The involute is defined as the path of a point on a straight line which rolls without slip along the circumference of a cylinder. The involute curve will be required in a later chapter for the construction of gear teeth.
1 Draw the given base circle and divide it into, say, 12 equal divisions as shown in Fig. 10.8. Generally only the first part of the involute is required, so the given diagram shows a method using half of the length of the circumference.
3 From point 6, mark off a length equal to half the length of the circumference.
4 Divide line 6G into six equal parts.
5 From point 1, mark point B such that 1B is equal to one part of line 6G.
6 From point 2, mark point C such that 2C is equal to two parts of line 6G.
Repeat the above procedure from points 3, 4 and 5, increasing the lengths along the tangents as before by one part of line 6G.
7 Join points A to G, to give the required involute.
Alternative method
1 As above, draw the given base circle, divide into, say, 12 equal divisions, and draw the tangents from points 1 to 6.
2 From point 1 and with radius equal to the chordal length from point 1 to point A, draw an arc
terminating at the tangent from point 1 at point B.

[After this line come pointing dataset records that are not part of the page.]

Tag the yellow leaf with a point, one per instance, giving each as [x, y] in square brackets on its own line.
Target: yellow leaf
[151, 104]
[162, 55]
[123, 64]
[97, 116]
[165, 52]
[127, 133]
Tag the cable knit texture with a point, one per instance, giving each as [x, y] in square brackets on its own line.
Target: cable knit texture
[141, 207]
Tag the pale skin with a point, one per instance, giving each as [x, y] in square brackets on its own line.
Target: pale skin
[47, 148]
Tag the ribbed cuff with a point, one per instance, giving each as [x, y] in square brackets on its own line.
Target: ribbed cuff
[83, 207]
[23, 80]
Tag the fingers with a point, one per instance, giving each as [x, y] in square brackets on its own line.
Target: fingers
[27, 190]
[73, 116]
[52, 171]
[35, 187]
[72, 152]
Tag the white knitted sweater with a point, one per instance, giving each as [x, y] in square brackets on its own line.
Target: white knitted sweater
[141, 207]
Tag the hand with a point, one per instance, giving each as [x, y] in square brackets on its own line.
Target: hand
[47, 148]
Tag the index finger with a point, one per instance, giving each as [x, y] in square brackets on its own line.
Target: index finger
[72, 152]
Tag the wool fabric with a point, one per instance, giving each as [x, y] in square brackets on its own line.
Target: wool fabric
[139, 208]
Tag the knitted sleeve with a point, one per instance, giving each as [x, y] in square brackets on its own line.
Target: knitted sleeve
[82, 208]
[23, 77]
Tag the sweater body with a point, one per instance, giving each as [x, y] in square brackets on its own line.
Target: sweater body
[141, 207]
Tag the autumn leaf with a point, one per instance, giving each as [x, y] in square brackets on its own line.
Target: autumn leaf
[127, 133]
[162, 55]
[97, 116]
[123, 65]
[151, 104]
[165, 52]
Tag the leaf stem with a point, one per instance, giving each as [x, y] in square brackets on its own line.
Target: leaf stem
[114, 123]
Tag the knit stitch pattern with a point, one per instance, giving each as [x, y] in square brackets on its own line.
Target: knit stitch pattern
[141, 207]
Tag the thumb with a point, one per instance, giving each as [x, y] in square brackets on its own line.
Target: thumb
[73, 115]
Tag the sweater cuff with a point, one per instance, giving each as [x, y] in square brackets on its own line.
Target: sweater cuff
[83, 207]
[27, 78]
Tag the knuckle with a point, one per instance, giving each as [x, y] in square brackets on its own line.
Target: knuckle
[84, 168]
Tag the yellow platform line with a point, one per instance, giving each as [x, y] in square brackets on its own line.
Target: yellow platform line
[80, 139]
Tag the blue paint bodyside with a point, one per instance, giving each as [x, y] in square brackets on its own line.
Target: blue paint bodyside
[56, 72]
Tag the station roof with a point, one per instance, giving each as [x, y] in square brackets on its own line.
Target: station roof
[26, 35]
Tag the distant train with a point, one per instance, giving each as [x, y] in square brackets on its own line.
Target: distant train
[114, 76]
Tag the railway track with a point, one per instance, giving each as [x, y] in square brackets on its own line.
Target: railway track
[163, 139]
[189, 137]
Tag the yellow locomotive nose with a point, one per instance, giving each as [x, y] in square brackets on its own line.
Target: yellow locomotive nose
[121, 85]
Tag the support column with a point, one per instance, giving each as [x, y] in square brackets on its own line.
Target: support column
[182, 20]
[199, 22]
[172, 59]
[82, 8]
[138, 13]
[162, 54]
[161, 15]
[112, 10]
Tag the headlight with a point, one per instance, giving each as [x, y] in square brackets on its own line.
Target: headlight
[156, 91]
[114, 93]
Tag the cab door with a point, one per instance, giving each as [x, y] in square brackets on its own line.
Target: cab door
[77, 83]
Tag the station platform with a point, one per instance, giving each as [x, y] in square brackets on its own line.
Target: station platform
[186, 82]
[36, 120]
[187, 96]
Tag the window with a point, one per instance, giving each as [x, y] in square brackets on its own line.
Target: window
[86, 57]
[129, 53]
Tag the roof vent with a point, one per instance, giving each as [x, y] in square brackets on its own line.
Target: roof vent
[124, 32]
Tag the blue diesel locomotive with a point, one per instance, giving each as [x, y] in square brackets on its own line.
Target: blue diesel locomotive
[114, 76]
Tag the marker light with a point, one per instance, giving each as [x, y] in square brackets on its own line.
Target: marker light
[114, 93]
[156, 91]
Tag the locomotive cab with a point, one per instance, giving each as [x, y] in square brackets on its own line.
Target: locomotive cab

3 Repeat the above procedure from point 2 with radius 2B terminating at point C.
4 Repeat the above instructions to obtain points D, E, F and G, and join points A to G to give the required involute.
The alternative method given is an approximate method, but is reasonably accurate provided that the arc length is short; the difference in length between the arc and the chord introduces only a minimal error.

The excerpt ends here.